Il bullismo consiste in comportamenti aggressivi ripetitivi perpetrati da


una o più persone nei confronti di una vittima incapace di difendersi.
Cosa si intende per bullismo
Con il termine bullismo s’intende definire un comportamento aggressivo
ripetitivo nei confronti di chi non è in grado di difendersi. Solitamente,
i ruoli del bullismo sono ben definiti: da una parte c’è il bullo, colui che attua dei
comportamenti violenti fisicamente e/o psicologicamente e dall’altra parte la
vittima, colui che invece subisce tali atteggiamenti. La sofferenza psicologica e
l’esclusione sociale sono sperimentate di sovente da bambini che, senza
sceglierlo, si ritrovano a vestire il ruolo della vittima subendo ripetute umiliazioni
da coloro che invece ricoprono il ruolo di bullo.
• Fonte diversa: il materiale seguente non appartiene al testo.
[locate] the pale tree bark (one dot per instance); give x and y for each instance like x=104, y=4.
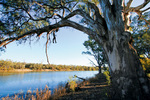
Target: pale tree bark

Le principali caratteristiche che permettono di definire un episodio con


l’etichetta “bullismo” sono l’intenzionalità del comportamento aggressivo agito,
la sistematicità delle azioni aggressive fino a divenire persecutorie (non basta un
episodio perché vi sia bullismo) e l’asimmetria di potere tra vittima e
persecutore.

Bullismo a scuola
Recentemente è stato diffuso uno studio della Federazione Italiana Società di
Psicologia (Fisp), in cui è stato affrontato il possibile ruolo dello psicologo per
quanto riguarda il bullismo a scuola. Secondo indagini Istat sui comportamenti
offensivi e violenti tra i giovanissimi, nel 2014, più del 50% degli 11/17enni è
stata vittima di un episodio offensivo, irrispettoso e/o violento da parte di
coetanei.
I comportamenti violenti che caratterizzano il bullismo sono i seguenti:
– Offese, parolacce e insulti;
– Derisione per l’aspetto fisico o per il modo di parlare;
– Diffamazione;
– Esclusione per le proprie opinioni;
– Aggressioni fisiche.
Per gli psicologi si tratta di una vera e propria emergenza, che può essere
contrastata a partire dall’intervento a scuola.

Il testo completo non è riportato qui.